The music that Greenberg and Berdan conjure up under the Uniform moniker is immediate, aggressive, and even primal in form, but it plumbs untold depths. Berdan’s venomous voice mines deeply personal themes of resentment, regret, reflection and addiction over the hum of Greenberg’s almost impossibly disciplined guitar, bass synth, and drum machine lines. Greenberg uses the word “templatized” to describe their approach to writing songs for Uniform.

“There’s this set bunch of gear to create sounds, and it only creates sound through a certain process, or within its own limitations,” Greenberg said. “The goal of songwriting is to see how many different kinds of sounds you can get from the same basic process and machine.”

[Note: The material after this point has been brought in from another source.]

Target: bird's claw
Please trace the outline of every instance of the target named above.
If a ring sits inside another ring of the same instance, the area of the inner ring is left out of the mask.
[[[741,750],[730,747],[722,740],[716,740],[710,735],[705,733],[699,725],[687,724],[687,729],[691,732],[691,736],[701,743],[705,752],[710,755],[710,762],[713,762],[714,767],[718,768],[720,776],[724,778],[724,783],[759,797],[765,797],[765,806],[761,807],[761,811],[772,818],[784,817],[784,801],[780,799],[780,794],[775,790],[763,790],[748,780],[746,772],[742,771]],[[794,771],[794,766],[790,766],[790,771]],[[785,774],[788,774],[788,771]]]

On Perfect World, that machine is firing on all cylinders. The guitar is run through a cheap ’80s preamp marketed to metal kids. The drum machine is equally no-frills, an Akai XR20 that Greenberg says “most people wouldn’t want to keep around.” These humble components are combined with noisy synth and Berdan’s profound howling to form something much greater. Post-punk, synthpunk, and industrial traditions are borrowed from as needed, but the constraints placed on the process mean the result is unique to Uniform. Berdan describes his lyrics as the consequence of feeling “so full of pain, confusion, deep selfishness, and general animosity that you make some horrible mistakes and have to learn how to forgive yourself for them.” Perfect World feels like the sum of all that pain and confusion, but it also feels like the catharsis.